Optimize full text search with BM25

Tiger Cloud: Performance, Scale, Enterprise

Self-hosted products

MST

Postgres full-text search at scale consistently hits a wall where performance degrades catastrophically. Tiger Data's pg_textsearch brings modern BM25-based full-text search directly into Postgres, with a memtable architecture for efficient indexing and ranking. pg_textsearch integrates seamlessly with SQL and provides better search quality and performance than the Postgres built-in full-text search. With Block-Max WAND optimization, pg_textsearch delivers up to 4x faster top-k queries compared to native BM25 implementations. Parallel index builds reduce indexing times by 4x or more for large tables. Advanced compression using delta encoding and bitpacking reduces index sizes by 41% while improving query performance by 10-20% for shorter queries.

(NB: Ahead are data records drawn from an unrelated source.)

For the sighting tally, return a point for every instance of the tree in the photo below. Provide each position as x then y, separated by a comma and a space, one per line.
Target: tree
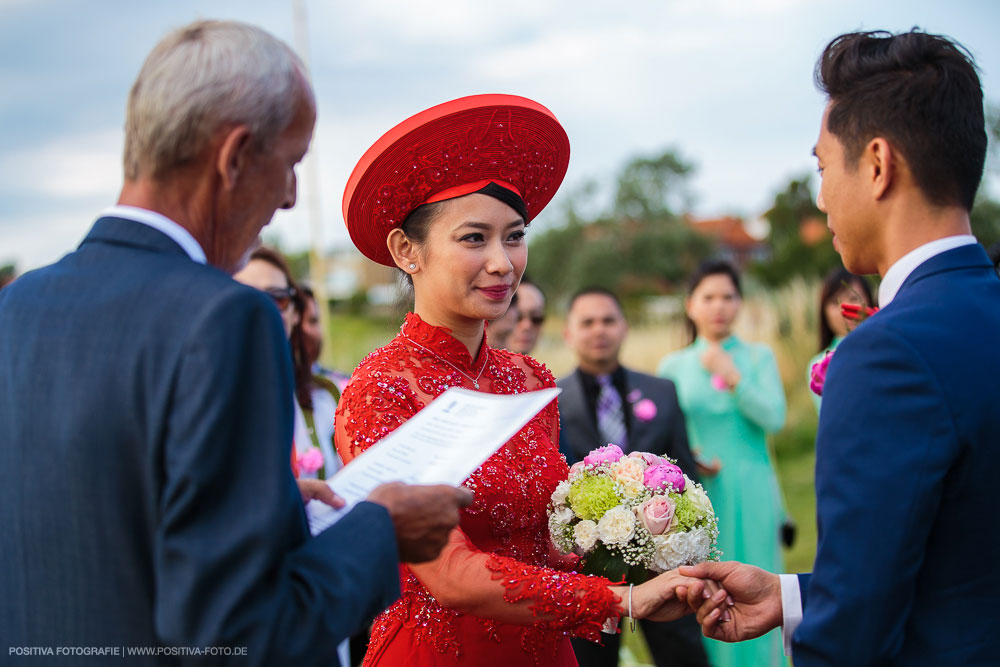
641, 246
985, 214
794, 253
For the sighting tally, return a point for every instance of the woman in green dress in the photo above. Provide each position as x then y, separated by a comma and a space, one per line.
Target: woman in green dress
731, 395
839, 287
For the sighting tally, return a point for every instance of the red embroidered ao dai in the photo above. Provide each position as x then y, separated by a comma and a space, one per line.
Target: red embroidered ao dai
479, 603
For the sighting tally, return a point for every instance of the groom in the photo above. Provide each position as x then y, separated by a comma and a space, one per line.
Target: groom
908, 449
146, 491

BM25 scores in pg_textsearch are returned as negative values, where lower (more negative) numbers indicate better matches. pg_textsearch implements the following:

Corpus-aware ranking: BM25 uses inverse document frequency to weight rare terms higher
Term frequency saturation: prevents documents with excessive term repetition from dominating results
Length normalization: adjusts scores based on document length relative to corpus average
Relative ranking: focuses on rank order rather than absolute score values

This page shows you how to install pg_textsearch, configure BM25 indexes, and optimize your search capabilities using the following best practices:

Parallel indexing: enable parallel workers for faster index creation on large tables
Language configuration: choose appropriate text search configurations for your data language
Hybrid search: combine with pgvector or pgvectorscale for applications requiring both semantic and keyword search
Query optimization: use score thresholds to filter low-relevance results
Index monitoring: regularly check index usage and memory consumption

pg_textsearch v1.0.0 is production ready (March 2026). It supports Postgres 17 and 18.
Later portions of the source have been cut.